Scientists are hoping more research into the short-lived organ will help prevent life-threatening conditions for women and their unborn babies.
The placenta is an often over-looked organ, discarded after birth but scientists are now starting to turn to it as a source of information about life and what this mysterious organ’s role can teach us.
More studies are now being carried out on donated placentas also known as the ‘afterbirth’ to find out exactly how it manages to provide life to unborn babies acting as a feeder of nutrients, provides immune defense, and pumps vital hormones to the fetus.
By studying the placenta more closely, the Human Placenta Project involving Catherine Spong of the National Institutes of Health and her team, scientists hope to find out more about the prevention of stillbirths, preeclampsia, premature births and infections such as the latest Zika outbreak affecting pregnant women.
“We take it for granted, yet there are lifelong implications for both the mother and the baby,” stated Spong about studying the placenta more intimately.
It’s the outbreak and implications of the Zika virus that has caused concern and spurred on the need to research more about the placenta’s role in the pregnancy process such as how the placenta forms and changes during the gestation period. By identifying and understanding the processes more, scientists will be able to spot problems that could be potentially life-threatening to both mother and baby.

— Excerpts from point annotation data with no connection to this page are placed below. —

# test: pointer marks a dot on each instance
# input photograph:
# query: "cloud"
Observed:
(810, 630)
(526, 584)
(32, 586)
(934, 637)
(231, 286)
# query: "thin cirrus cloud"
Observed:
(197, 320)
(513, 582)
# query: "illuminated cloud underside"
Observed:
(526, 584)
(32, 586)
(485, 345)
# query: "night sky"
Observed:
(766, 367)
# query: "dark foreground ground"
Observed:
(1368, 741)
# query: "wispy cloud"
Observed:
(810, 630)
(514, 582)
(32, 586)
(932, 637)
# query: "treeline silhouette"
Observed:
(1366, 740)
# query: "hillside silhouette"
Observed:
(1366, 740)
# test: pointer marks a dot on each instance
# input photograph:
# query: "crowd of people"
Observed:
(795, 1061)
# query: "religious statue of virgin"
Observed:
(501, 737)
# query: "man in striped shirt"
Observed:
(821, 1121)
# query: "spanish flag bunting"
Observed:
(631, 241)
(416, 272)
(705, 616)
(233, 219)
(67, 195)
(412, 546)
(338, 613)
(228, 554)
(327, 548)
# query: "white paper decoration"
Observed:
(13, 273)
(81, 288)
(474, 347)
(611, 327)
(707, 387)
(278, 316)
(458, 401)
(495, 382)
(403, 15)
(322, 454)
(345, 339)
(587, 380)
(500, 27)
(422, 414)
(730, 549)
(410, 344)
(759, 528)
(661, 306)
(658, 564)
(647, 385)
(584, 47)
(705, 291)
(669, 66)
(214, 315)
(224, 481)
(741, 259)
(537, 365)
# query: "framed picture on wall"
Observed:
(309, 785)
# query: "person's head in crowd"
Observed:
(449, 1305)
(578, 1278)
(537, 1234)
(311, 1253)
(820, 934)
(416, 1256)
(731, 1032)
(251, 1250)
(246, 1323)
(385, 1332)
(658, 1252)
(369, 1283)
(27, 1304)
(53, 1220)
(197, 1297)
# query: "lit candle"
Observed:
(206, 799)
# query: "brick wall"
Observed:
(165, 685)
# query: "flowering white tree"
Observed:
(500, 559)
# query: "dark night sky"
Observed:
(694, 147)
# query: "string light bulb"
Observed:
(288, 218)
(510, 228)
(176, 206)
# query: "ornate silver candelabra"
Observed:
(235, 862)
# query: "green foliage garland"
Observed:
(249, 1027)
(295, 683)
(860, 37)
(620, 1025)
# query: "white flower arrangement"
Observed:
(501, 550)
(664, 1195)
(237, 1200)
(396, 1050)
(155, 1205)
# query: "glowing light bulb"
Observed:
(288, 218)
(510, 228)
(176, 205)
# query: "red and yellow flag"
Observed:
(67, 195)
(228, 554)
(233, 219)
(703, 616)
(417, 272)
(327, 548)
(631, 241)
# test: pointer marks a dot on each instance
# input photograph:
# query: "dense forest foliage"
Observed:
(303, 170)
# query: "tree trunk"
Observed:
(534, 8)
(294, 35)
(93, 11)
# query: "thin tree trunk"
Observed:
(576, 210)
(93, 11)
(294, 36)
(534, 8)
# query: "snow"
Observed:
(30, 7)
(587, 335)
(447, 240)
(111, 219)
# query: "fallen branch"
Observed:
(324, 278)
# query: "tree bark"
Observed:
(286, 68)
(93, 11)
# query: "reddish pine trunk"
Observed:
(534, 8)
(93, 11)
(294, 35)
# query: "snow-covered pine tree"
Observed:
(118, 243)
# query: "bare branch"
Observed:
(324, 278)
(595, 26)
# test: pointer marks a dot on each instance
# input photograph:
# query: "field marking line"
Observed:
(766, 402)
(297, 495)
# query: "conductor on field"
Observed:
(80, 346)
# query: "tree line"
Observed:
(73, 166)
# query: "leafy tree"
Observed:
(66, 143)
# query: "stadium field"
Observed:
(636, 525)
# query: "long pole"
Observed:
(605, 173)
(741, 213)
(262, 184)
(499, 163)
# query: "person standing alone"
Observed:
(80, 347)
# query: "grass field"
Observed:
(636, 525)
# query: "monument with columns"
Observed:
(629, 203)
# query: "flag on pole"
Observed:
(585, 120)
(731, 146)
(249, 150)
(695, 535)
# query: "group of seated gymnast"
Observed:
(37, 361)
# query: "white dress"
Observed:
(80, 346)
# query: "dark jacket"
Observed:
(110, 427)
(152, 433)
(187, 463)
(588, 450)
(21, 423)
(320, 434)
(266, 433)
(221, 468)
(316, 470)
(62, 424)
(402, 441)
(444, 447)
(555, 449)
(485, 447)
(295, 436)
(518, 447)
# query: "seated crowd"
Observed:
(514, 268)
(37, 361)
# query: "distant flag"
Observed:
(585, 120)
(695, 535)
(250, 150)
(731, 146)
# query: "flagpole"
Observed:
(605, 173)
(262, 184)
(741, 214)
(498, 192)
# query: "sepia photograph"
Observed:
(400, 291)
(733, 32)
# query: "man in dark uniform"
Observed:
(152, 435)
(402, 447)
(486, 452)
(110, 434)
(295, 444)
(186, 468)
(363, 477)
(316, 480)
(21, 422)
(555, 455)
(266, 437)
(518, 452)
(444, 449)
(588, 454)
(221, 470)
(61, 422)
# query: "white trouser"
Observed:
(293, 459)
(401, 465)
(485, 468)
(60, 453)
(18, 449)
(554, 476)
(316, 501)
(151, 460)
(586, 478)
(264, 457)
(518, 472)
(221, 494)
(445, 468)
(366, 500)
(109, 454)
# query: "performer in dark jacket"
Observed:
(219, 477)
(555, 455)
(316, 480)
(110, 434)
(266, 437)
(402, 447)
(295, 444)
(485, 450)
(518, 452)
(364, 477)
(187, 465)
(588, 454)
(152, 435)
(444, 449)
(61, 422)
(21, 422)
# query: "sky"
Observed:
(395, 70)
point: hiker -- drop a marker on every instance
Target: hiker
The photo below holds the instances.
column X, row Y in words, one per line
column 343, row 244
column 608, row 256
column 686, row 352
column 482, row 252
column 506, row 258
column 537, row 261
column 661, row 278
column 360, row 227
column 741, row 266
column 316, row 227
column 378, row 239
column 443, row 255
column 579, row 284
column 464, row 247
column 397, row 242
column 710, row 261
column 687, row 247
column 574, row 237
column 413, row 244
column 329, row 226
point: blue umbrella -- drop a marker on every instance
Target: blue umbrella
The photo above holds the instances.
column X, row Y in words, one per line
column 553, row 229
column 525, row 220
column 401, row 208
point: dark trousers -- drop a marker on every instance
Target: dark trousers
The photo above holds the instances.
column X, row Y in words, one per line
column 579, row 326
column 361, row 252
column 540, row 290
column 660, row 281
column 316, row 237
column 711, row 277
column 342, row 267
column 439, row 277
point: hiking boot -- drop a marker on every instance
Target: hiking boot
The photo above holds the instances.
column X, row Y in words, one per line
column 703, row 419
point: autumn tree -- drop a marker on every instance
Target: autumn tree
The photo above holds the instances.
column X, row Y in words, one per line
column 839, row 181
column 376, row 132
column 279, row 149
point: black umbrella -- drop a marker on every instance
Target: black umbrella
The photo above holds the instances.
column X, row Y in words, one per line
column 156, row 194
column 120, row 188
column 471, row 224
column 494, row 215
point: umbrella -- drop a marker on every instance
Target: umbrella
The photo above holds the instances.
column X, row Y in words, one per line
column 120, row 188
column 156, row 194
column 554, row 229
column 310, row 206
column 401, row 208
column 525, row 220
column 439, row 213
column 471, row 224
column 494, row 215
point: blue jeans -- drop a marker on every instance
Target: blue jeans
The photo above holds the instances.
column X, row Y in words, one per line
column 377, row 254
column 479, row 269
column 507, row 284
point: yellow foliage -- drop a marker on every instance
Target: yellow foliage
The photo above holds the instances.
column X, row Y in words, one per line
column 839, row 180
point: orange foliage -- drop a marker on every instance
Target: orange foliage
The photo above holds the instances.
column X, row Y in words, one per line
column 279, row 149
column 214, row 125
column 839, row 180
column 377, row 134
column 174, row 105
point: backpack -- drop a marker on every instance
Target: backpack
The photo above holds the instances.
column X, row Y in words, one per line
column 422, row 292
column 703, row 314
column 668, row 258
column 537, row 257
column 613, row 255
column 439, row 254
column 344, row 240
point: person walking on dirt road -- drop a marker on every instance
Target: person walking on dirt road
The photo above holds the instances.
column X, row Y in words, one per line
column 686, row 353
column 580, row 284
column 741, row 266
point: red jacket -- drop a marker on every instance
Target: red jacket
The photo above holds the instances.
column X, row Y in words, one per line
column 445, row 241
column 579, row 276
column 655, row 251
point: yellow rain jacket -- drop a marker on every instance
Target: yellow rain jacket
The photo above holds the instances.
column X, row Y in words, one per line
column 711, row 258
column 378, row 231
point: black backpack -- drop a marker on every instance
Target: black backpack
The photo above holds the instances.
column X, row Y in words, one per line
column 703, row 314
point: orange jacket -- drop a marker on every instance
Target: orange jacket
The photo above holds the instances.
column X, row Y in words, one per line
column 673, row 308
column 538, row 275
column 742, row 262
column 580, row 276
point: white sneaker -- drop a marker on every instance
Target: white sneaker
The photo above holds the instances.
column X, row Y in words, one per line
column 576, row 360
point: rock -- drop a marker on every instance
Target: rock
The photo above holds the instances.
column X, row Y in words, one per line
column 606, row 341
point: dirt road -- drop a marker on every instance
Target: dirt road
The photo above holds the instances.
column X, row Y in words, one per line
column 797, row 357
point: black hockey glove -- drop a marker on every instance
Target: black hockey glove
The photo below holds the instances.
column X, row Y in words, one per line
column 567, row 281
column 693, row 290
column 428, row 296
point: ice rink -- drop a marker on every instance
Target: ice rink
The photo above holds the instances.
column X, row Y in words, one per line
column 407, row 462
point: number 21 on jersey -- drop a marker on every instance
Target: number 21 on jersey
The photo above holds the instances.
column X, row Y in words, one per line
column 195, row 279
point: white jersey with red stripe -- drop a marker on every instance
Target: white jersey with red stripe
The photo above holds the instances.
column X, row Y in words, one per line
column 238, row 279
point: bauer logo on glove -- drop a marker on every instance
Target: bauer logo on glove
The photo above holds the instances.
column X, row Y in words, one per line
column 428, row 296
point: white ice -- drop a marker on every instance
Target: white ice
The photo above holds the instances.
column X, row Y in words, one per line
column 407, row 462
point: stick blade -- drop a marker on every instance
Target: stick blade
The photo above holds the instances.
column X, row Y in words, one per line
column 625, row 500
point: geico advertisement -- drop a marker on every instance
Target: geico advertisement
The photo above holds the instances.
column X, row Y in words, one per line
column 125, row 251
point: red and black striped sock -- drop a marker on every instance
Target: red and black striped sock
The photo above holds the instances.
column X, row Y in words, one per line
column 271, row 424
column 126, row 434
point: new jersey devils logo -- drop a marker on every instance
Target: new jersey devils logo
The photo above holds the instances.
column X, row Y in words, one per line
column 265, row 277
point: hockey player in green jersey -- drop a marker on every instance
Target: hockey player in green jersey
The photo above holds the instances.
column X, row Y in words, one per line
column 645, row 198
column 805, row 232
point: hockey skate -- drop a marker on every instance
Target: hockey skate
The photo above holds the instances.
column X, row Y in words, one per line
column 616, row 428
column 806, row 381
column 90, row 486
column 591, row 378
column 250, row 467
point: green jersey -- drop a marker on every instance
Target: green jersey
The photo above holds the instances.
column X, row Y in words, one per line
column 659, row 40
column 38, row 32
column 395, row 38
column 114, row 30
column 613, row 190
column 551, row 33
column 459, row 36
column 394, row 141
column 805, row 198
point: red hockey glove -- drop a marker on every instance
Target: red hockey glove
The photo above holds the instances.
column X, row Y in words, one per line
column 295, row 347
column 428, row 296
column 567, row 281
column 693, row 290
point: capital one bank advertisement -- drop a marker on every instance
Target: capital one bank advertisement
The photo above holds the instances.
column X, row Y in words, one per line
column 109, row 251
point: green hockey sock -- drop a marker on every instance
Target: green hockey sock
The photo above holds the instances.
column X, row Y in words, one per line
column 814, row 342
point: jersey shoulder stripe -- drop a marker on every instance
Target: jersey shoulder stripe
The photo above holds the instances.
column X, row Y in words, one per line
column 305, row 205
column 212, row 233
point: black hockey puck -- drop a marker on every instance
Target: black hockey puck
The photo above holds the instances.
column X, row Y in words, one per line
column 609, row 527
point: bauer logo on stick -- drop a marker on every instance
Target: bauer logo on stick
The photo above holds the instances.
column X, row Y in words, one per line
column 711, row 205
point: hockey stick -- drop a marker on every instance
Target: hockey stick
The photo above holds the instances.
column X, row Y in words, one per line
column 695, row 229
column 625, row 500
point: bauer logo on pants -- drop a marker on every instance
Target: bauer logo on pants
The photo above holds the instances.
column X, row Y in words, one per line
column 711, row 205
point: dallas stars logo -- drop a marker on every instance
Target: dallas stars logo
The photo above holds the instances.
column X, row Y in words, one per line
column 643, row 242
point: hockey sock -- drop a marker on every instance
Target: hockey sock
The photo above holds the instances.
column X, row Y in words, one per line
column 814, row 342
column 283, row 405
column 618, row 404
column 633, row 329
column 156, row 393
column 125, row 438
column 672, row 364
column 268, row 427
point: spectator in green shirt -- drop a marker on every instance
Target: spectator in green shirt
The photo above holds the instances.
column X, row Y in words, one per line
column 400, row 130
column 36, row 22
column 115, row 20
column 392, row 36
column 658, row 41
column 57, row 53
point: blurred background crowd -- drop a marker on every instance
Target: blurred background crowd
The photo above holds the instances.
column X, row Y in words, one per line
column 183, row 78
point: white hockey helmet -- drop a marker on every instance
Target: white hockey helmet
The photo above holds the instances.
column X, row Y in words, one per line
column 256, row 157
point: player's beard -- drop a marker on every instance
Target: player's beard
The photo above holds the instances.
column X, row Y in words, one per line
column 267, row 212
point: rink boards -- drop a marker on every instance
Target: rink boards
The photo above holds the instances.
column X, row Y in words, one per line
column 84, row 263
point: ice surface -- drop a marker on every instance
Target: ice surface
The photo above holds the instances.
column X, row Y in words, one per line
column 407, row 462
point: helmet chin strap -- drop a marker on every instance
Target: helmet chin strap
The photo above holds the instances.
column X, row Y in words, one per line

The research team at Children’s National Health System is using a 3-D bioprinter to reconstruct a living model of how the placenta forms. Layers of human cells are added showing a real-life forming process and it’s this that will help researchers understand the intricate ways it forms to support the fetus inside the womb. In particular, preeclampsia that affects millions of women around the world.
Other research is going into finding out oxygen levels from the placenta to the fetus which is currently unknown. A wireless device is being engineered by biomedical engineer Afrouz Anderson that can measure placental oxygen when held over the stomach of a pregnant woman.
Placental research is coming at a critical time – even if the Zika virus fades there is always a chance a new threat will come along as well as already existing conditions. The key to understanding the placenta and its role will go towards healthy prevention.